Teheran - Das umstrittene iranische Atomkraftwerk Buschehr soll nach zahlreichen technischen Problemen Ende August angefahren werden und Strom liefern.

Alle Probleme seien behoben, die Anlage sicher, zitierte die iranische Nachrichtenagentur Isna am Montag Außenminister Ali Akbar Salehi. Der 1000-Megawatt-Reaktor aus russischer Produktion sollte eigentlich längst am Netz sein. Der Start war aber immer wieder verschoben worden - angeblich aus technischen Gründen. Spekulationen reichen von den Spätfolgen eines Angriffs mit dem Computerwurm Stuxnet über ein normales technisches Problem bis hin zu Sabotage durch Russland, mit dessen Hilfe der Iran die Anlage baute.

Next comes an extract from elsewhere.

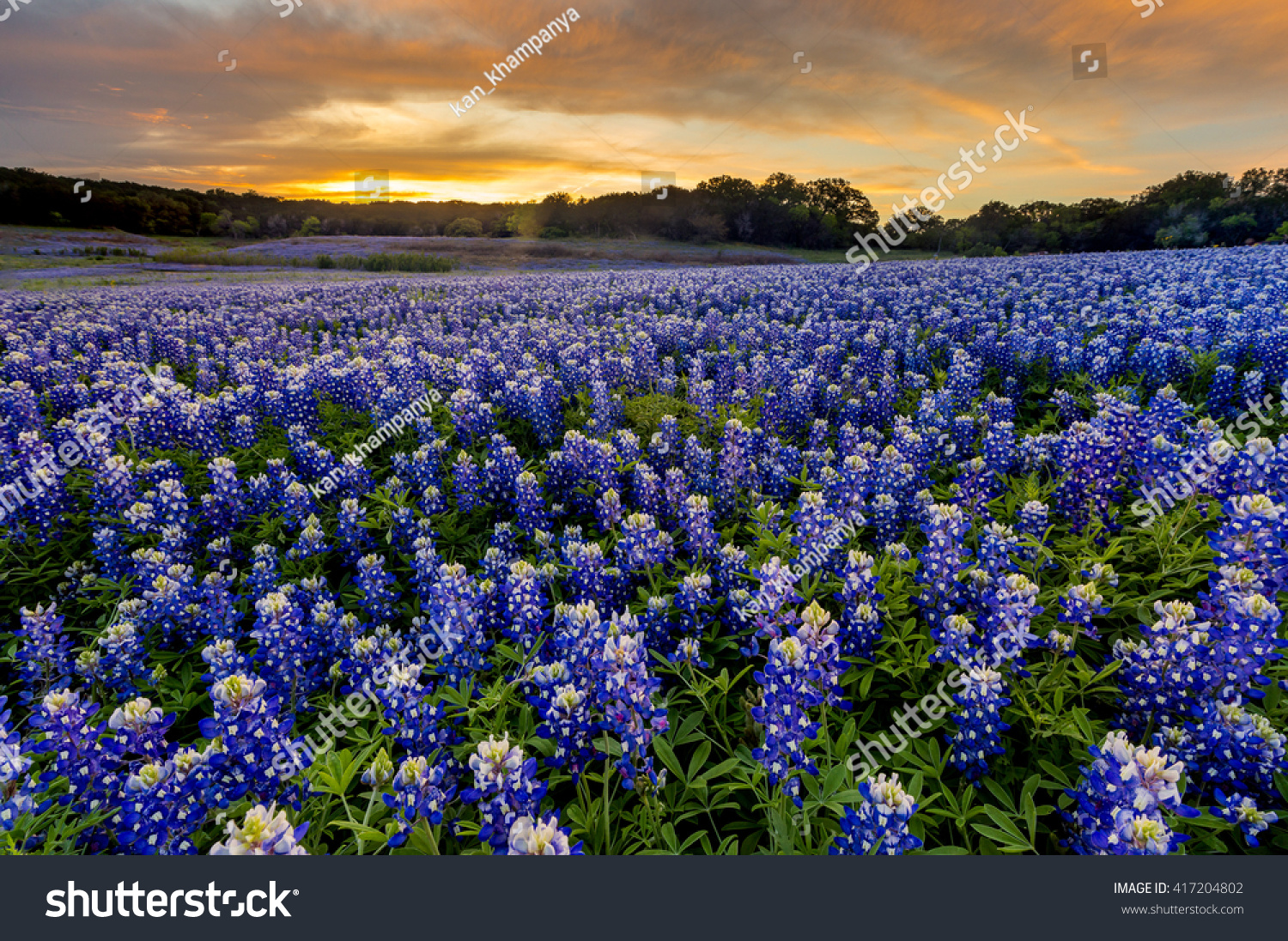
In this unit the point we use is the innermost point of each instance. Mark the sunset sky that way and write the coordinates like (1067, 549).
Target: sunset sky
(134, 89)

Das iranische Waffenarsenal

Das iranische Waffenarsenal

International steht der Iran im Verdacht, insgeheim Atomwaffen zu entwickeln. Die Führung in Teheran beteuert dagegen, ihr Atomprogramm nur zum friedlichen Zweck der Stromgewinnung zu verfolgen.

Das AKW Buschehr steht rund 1200 Kilometer südlich der Hauptstadt Teheran am Persischen Golf. Zuletzt waren die Brennstäbe komplett entfernt worden. Mit dem Wiedereinsetzen hatten russische Experten Anfang April begonnen.

Mit dem Bau der Anlage war vor mehr als 36 Jahren begonnen worden. Zunächst waren - noch zu Zeiten des Schahs - vor allem deutsche Ingenieure der Firma Siemens damit beschäftigt. 1995 beauftragte der Iran die russische Firma Atomstroiexport mit dem Weiterbau.